Nameless Narrative: None of the enemies in the game have names, so players have taken to simply naming them based on their colors, heads and bodies, and adding "Boss" if they're the boss of the stage.
Random Drop: Most enemies have one or more items they have a percent chance to drop when killed. Usually the items are either related somehow to the enemy dropping them, or themed together in one level (i.e. All the enemies drop Jewels). Bronze Medals can improve the drop rate of all items, but they work based on the item's own chance to drop, so if an item's base drop rate is 5%, a +10% drop rate bonus would raise it to 5.5%.
Respawn On The Spot: An optional version. When one of your stickmen dies, he breaks into pieces. For a fee of either 10 times your level in gold or 10% of your gold (whichever's higher), you can revive him with just enough LP to keep moving.
Spam Attack: Super Volcano, a lot of boxer, gladiator and archer weapons.
Standard Status Effects: Only three kinds, but both you and the enemies have access to them. Ice attacks cause Slow, making the target move slower and take longer to attack. Freeze stops the target completely, and enemies with Freeze attacks are dangerous because you can't move a frozen stickman with your mouse, but most bosses have a reduction to how long Freeze stops them for. Poison saps at least 1 LP per frame, and strong enough poisons can almost instantly kill your stickmen.

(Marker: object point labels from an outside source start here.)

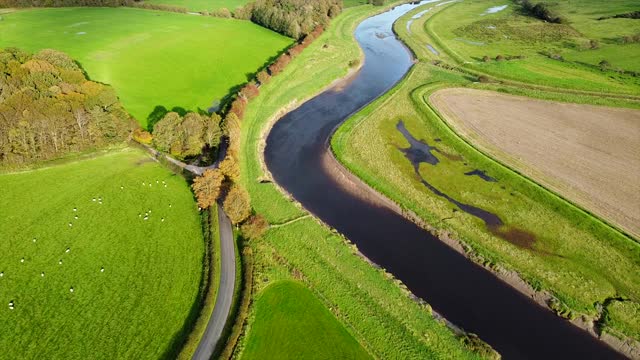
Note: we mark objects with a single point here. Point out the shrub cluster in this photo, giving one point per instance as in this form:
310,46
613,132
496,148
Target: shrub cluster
294,18
631,15
186,136
48,108
542,12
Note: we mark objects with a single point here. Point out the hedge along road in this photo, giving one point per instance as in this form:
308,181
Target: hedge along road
298,157
225,293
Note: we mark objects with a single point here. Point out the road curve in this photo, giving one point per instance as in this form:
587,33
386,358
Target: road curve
225,292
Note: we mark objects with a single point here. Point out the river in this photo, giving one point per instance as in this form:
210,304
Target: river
465,293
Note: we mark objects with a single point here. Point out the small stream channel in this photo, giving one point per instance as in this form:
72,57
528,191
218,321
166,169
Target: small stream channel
465,293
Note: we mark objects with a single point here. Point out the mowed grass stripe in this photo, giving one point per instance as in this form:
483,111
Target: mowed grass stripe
291,323
152,58
152,268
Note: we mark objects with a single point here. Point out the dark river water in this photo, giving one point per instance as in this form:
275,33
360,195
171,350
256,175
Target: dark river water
465,293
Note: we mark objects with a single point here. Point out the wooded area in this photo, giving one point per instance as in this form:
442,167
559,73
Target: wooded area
49,108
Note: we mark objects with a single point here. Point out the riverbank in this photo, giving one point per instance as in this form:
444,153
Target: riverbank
373,156
364,299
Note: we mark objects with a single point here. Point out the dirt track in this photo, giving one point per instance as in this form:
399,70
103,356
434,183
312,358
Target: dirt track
588,154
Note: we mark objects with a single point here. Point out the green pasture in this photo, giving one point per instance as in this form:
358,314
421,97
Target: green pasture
575,256
291,323
465,33
152,58
139,305
376,309
202,5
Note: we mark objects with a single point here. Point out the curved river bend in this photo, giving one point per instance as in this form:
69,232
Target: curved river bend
462,291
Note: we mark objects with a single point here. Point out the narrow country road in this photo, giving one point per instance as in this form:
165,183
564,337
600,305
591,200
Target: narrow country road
225,293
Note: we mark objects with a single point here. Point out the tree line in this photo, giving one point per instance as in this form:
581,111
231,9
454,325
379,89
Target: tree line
48,108
293,18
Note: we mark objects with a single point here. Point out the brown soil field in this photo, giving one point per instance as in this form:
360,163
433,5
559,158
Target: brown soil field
588,154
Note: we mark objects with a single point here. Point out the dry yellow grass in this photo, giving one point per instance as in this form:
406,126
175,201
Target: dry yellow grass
588,154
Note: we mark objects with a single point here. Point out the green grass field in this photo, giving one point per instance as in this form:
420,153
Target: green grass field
202,5
291,323
376,309
138,306
152,58
575,256
461,32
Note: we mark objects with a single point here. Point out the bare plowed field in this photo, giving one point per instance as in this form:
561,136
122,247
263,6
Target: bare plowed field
588,154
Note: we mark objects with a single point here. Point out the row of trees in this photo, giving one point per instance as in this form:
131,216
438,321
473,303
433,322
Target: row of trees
222,183
294,18
48,108
186,136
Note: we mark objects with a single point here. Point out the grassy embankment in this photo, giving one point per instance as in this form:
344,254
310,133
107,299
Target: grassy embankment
286,309
202,5
374,308
137,307
464,36
151,58
576,257
211,281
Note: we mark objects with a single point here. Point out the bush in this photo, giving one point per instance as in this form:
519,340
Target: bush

Stone Wall: The rare Yellow Shield Eel. It doesn't attack at all and drops the highest amount of gold at $9999 - the only problem is that it takes an insane amount of time to kill. All physical attacks have their damage reduced by 10000, it is completely immune to freeze and poison, and all thunder, fire and ice damage is reduced to 1.
Super Not-Drowning Skills: Your stickmen can stay underwater indefinitely, and they can swim surprisingly well. They can even use their weapons without needing solid ground to stand on if they're in the water.
There Are No Tents: Besides the Onigiri that enemies can drop, and draining LP with Vampire's Cards, the only way to heal your party is resting at one of the Inns. Reviving your stickmen in battle can be expensive, but resting at the Inn heals everyone fully for $1 per LP, even if they're dead.
Zerg Rush: Some levels throw tons of enemies at you. The epitome of this might be the "???" stage- the first screen doesn't seem so bad with a group of 10 little slime spiders, but on the very next screen you have 50 of them to deal with. The boss comes with a whopping 99 of these spiders.